Ibis, you must change the script...

and I'm going to help you do it right now. You are not a dumbass, you are a caring human being who was duped by a master manipulator. Good for you for knowing this in three months time! That makes you very, very smart. They only D & D the best; they choose us because we have qualities they want and will never have for themselves. They D & D the strongest ones. It is, in a way, a backhanded compliment. Please don't call yourself names. God, the Creator, the Spirit, the Higher Power, the Buddha, whoever or whatever it is you believe in (even your higher self) gets sad every time we engage in that. Go easy on yourself, ibis. You were narced! That's not your fault! You are a good person who is trying her best to move forward and that makes you very strong and very smart despite what you are feeling now. Go with that! Feel good that you are at least trying every single day, that you are working through the process even if you don't feel it right now. It will build and build.
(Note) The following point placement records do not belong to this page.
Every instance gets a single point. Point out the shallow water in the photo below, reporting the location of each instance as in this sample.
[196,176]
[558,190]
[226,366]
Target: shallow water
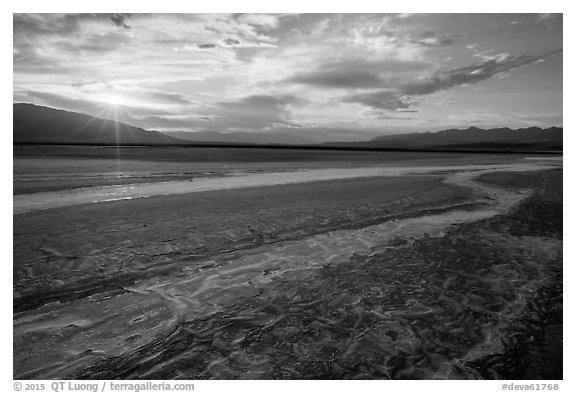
[50,200]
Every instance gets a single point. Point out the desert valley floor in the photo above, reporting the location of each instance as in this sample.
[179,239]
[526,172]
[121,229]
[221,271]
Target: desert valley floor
[217,264]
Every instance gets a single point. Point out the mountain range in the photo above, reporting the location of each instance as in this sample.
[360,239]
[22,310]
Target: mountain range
[39,124]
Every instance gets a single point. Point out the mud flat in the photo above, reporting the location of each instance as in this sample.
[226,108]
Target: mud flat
[418,276]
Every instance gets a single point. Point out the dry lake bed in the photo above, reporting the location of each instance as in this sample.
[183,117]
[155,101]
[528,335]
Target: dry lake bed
[158,263]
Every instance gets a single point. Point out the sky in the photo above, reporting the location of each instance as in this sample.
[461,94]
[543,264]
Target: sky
[325,77]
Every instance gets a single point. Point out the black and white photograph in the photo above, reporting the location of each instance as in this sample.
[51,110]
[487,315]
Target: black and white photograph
[287,196]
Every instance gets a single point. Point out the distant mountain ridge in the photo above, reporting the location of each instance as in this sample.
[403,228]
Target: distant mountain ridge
[240,137]
[40,124]
[471,139]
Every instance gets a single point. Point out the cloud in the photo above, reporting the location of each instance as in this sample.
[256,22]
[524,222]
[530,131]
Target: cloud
[431,39]
[386,99]
[396,98]
[549,20]
[120,20]
[359,73]
[472,74]
[255,111]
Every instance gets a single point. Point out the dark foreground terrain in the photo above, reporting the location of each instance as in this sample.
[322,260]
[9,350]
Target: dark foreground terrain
[317,280]
[483,301]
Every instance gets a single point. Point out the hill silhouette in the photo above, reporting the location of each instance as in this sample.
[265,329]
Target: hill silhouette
[40,124]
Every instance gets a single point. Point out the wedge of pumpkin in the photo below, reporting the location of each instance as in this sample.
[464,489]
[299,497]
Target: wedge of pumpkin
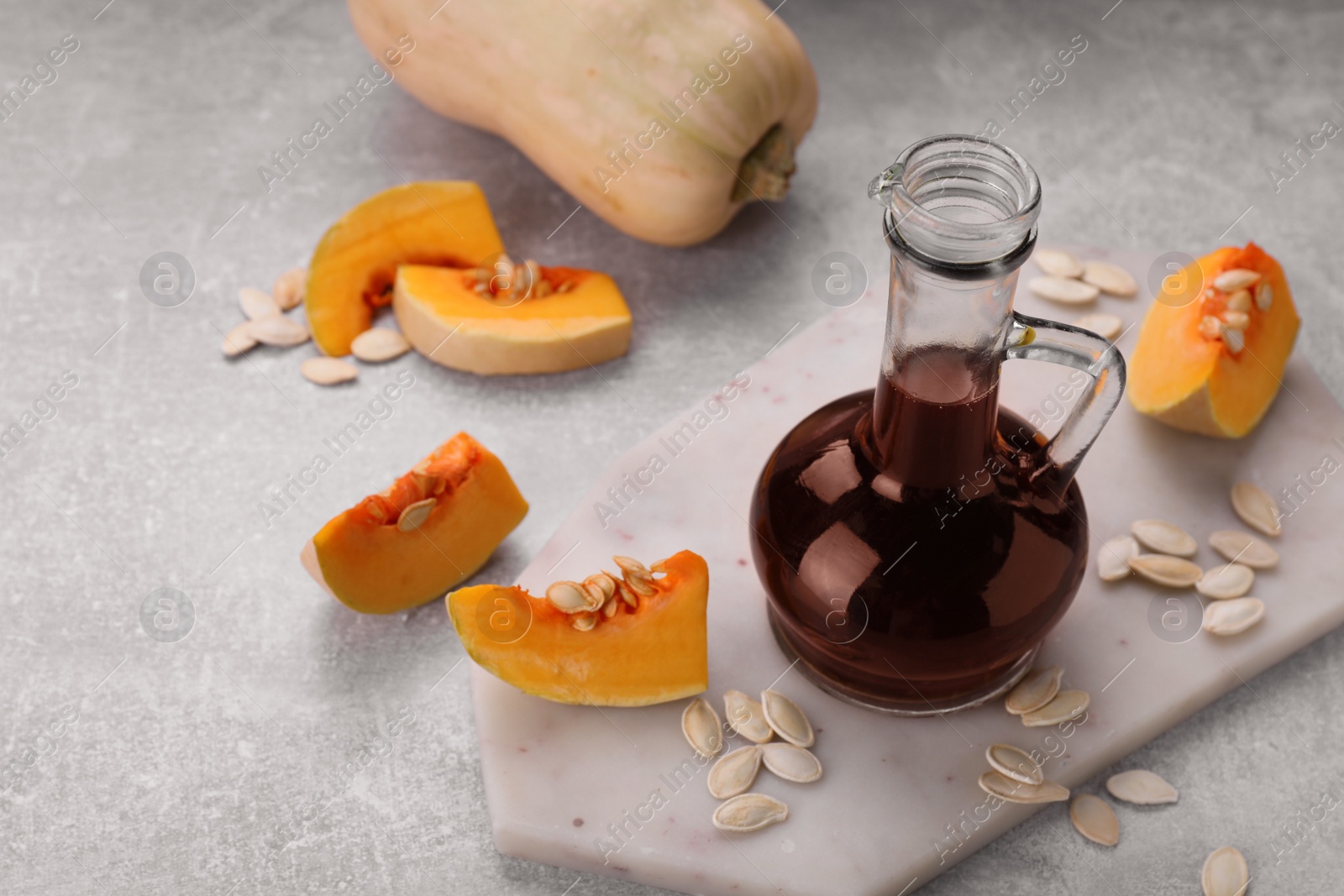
[1210,358]
[631,642]
[423,535]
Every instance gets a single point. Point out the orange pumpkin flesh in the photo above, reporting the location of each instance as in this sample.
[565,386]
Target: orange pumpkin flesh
[351,273]
[1194,382]
[649,654]
[370,564]
[562,331]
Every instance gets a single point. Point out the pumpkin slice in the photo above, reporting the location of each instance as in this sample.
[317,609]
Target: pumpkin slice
[615,654]
[427,533]
[444,222]
[1210,358]
[555,318]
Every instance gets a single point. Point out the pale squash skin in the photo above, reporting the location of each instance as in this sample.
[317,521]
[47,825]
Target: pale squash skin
[541,76]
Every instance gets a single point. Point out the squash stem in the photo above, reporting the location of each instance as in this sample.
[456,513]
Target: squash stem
[765,170]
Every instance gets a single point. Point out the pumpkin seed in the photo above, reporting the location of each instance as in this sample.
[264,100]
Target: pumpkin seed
[1035,691]
[1066,291]
[1225,873]
[1057,262]
[1242,547]
[1175,573]
[289,288]
[1109,278]
[328,371]
[1015,792]
[1142,788]
[1105,325]
[257,304]
[749,812]
[239,340]
[380,344]
[1233,617]
[1226,582]
[786,719]
[702,730]
[1095,820]
[792,763]
[1113,558]
[1164,537]
[414,513]
[1014,763]
[1257,508]
[734,773]
[1236,278]
[279,331]
[1066,707]
[746,718]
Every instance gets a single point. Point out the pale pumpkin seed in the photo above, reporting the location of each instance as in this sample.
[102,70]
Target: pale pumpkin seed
[279,331]
[1066,291]
[792,763]
[1113,558]
[1095,820]
[1226,582]
[1225,873]
[734,773]
[1057,262]
[1014,763]
[328,371]
[1236,278]
[1015,792]
[786,719]
[1109,278]
[1142,788]
[746,718]
[749,812]
[1242,547]
[1257,508]
[1066,707]
[1175,573]
[1233,617]
[257,304]
[414,515]
[1035,691]
[1164,537]
[702,728]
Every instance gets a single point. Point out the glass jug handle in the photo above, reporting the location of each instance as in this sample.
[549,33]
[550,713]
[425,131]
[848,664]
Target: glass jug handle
[1043,340]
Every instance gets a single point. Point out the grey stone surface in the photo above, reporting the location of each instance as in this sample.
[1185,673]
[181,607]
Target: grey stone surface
[230,761]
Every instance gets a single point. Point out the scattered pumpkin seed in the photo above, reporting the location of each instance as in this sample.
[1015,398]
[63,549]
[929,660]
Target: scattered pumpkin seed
[1109,278]
[792,763]
[1175,573]
[328,371]
[1242,547]
[1014,763]
[1066,291]
[1257,510]
[734,773]
[1233,617]
[1095,820]
[1164,537]
[1225,873]
[749,812]
[1035,691]
[702,728]
[1015,792]
[786,719]
[1142,788]
[746,718]
[1066,707]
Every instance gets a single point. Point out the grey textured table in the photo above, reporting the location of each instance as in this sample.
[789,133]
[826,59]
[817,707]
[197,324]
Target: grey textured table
[245,758]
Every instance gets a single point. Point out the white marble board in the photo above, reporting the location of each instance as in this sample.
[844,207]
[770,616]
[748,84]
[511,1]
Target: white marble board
[880,820]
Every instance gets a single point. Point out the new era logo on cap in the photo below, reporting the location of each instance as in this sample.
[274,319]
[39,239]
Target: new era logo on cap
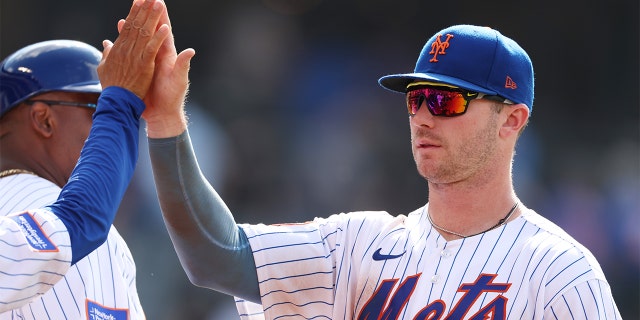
[478,59]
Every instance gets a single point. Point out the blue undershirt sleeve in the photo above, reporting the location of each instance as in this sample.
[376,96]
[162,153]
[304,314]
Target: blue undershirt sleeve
[88,203]
[213,250]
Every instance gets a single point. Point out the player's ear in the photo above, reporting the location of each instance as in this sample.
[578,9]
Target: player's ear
[41,118]
[516,118]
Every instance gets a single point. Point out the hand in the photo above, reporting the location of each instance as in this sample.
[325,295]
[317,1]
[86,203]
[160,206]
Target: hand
[165,99]
[130,61]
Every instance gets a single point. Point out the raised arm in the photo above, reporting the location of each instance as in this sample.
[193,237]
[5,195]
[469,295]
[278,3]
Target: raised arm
[38,246]
[212,249]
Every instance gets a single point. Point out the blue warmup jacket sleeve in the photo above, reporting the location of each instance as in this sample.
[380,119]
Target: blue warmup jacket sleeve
[89,201]
[213,250]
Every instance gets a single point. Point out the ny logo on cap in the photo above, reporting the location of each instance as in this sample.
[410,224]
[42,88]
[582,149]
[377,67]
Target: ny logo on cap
[439,47]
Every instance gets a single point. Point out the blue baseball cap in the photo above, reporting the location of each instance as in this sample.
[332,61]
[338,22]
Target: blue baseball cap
[474,58]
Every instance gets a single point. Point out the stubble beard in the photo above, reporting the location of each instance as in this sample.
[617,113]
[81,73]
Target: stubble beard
[460,161]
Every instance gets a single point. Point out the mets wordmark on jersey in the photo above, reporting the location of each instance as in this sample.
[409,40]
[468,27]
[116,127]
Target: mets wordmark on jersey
[371,265]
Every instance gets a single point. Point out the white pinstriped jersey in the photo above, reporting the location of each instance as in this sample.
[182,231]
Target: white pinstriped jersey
[100,286]
[371,265]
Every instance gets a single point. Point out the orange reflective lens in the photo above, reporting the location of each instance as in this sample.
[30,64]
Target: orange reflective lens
[443,103]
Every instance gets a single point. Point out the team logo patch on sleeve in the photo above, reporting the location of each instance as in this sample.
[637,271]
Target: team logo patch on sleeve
[36,238]
[96,311]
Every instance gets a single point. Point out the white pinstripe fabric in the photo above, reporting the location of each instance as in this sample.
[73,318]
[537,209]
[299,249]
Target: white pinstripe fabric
[325,270]
[105,280]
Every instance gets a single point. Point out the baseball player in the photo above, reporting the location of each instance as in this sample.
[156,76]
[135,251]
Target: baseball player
[473,251]
[54,261]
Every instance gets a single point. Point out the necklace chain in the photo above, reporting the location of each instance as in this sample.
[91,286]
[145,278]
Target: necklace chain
[10,172]
[500,223]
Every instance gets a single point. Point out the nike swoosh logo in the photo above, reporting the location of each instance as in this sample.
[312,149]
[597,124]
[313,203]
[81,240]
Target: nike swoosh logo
[379,256]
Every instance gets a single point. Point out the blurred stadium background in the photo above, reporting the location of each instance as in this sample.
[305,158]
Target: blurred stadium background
[289,123]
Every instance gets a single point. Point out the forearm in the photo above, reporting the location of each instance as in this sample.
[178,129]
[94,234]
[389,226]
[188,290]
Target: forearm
[212,249]
[89,201]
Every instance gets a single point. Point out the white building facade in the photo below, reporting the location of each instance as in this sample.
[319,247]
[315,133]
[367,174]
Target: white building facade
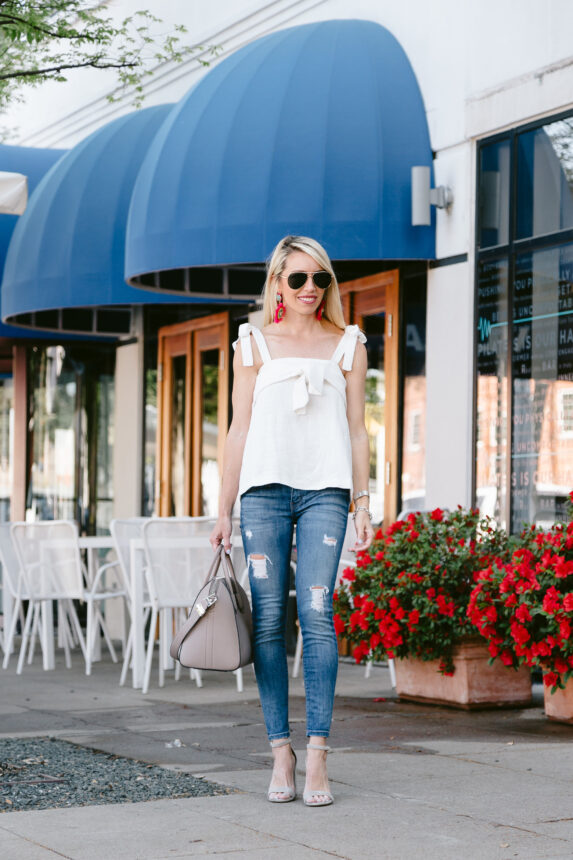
[475,402]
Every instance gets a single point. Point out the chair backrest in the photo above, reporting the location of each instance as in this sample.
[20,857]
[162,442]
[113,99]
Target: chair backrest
[11,579]
[49,556]
[177,558]
[122,532]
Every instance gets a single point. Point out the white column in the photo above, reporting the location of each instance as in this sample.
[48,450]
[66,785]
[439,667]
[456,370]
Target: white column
[449,371]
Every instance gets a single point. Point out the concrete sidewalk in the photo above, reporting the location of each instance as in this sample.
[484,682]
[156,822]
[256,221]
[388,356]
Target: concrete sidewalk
[409,781]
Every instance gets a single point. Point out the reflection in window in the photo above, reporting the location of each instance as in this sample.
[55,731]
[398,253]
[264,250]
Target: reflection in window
[178,407]
[491,430]
[70,438]
[150,443]
[6,445]
[542,367]
[373,327]
[413,488]
[494,178]
[210,432]
[545,179]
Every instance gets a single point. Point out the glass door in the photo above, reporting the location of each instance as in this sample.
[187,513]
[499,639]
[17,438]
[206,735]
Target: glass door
[372,303]
[193,415]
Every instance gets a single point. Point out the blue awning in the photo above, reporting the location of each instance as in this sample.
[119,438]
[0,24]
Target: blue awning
[309,130]
[33,163]
[64,267]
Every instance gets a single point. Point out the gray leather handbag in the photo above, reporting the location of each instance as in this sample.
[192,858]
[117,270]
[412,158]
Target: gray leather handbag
[218,630]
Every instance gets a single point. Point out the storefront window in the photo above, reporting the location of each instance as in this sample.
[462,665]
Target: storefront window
[150,437]
[6,445]
[491,425]
[414,395]
[545,179]
[493,216]
[71,435]
[542,371]
[524,358]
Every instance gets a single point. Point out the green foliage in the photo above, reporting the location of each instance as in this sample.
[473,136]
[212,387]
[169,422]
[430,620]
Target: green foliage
[46,39]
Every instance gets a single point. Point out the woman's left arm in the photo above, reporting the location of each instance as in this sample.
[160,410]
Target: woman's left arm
[355,400]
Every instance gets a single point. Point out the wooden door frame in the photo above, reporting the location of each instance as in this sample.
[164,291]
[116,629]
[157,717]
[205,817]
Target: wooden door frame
[191,333]
[374,294]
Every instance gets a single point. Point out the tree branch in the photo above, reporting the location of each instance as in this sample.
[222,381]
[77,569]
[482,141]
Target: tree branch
[62,67]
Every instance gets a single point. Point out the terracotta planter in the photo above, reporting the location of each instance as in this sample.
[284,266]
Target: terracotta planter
[559,705]
[474,684]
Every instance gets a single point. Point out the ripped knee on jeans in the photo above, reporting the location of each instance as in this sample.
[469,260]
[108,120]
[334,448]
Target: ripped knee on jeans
[317,597]
[258,563]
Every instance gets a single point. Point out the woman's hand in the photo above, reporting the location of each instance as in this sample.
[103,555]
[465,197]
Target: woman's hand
[364,531]
[221,533]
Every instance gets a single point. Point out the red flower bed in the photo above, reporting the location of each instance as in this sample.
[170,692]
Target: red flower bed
[408,595]
[524,607]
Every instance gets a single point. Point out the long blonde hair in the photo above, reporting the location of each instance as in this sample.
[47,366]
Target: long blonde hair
[332,309]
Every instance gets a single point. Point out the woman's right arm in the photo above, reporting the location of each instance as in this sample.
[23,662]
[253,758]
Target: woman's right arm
[244,379]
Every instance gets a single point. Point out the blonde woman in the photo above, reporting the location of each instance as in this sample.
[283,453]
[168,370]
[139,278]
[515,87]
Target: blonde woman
[297,452]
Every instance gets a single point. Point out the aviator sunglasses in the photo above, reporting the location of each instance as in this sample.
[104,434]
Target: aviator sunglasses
[321,279]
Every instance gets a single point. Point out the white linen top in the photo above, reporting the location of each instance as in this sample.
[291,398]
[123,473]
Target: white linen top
[298,433]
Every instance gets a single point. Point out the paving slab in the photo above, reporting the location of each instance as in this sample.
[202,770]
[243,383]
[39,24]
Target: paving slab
[410,781]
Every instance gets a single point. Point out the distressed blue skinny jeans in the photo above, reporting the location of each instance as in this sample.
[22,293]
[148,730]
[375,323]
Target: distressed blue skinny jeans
[269,515]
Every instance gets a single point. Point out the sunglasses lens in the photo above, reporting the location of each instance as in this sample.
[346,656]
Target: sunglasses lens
[322,279]
[296,280]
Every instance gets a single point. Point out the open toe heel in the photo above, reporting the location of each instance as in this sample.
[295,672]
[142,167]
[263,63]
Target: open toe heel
[326,798]
[286,792]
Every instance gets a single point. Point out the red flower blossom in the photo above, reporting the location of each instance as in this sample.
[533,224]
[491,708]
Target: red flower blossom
[522,613]
[339,624]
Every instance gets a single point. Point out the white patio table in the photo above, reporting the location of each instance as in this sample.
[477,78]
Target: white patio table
[137,564]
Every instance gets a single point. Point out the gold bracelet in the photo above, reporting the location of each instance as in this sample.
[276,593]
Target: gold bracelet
[362,508]
[360,495]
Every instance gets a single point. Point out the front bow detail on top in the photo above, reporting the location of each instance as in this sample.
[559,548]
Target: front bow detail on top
[307,380]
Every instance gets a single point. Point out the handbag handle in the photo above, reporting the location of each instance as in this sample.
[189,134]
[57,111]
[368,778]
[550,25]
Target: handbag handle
[222,559]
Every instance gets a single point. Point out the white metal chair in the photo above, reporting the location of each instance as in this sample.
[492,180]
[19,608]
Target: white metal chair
[177,556]
[123,531]
[13,593]
[52,570]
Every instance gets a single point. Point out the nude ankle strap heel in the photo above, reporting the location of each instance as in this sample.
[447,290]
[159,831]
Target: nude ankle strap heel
[288,791]
[308,796]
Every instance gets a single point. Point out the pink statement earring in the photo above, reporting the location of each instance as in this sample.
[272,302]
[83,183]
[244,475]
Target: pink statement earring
[280,309]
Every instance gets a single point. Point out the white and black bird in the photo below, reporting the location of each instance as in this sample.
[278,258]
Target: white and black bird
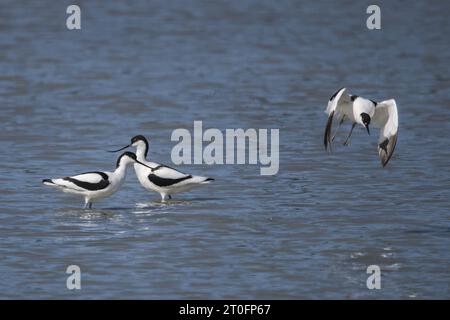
[96,184]
[363,111]
[162,179]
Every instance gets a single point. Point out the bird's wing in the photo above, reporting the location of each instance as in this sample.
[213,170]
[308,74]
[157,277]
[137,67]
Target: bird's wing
[336,105]
[386,118]
[90,181]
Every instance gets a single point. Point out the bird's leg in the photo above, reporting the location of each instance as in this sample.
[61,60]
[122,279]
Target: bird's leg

Remember what you focus on becomes your reality so focus on your good qualities, which are your strength and your wisdom to know you had to leave a toxic "relationship." That's outstanding! I hope this helps some, Ibis. You will get through this one second at a time and it does get better with practice. Hugs to you from, (determined to never again be) spinning. IT'S HARD WORK BUT THE PAYOFF IS WORTH IT!

spinning

Nov 7 - 1PM
Hunter
Hunter's picture

You have to start at the

You have to start at the beginning to get to the finish line.. Every time you give up you take a step back., Just do it .. You'll get there .. I promise . Hunter
Nov 7 - 1PM (Reply to #3)
ibis
ibis's picture

but how?

How do I do it? I know I need to stop checking the filtered mail, but beyond that, what can I do to make the pain go away?
Nov 7 - 1PM (Reply to #5)
Used
Used's picture

ibis

you can do nothing to take the pain away, YOU ACTUALLY HAVE TO GO THRU THE PAIN BARRIER..... i was told this and wondered what she was talking about , i know now......and as you come thru it, it reachs a peak, where the pain feels physical and then you peak, as you feel you can't do it, you relize you have already done it, and already been doing it, and one day it has lessened, that pain that was so unbearable, that was physical ,has actually lessened....and by that time[taking each day at a time], you wouldnt want to go thru that hell again,so you will no longer want the man who took you there in the first place.....you have healed, why would you want to go back to the sickness?.....YOU WILL BE FREExxxxgood luckxx
Nov 7 - 1PM (Reply to #4)
Hunter
Hunter's picture

How??

You just do!! If you had cancer would you ask the same question?? No.. You take the Chemo.. feel like shit, resulting, cancer free. A Narc is a Cancer..The treatment.. NC.. Hunter
Nov 7 - 12PM
enough for me
enough for me's picture

it changes a tiny bit every

it changes a tiny bit every day, you cry less,the mere mention of his name doesnt bring instant tears to you eyes,we have been apart 2 months but I still hear occasionaly from him for something stupid and prolly will till all the legal stuff is over with. I wish I could help more I still have pain and tears but there just less is all.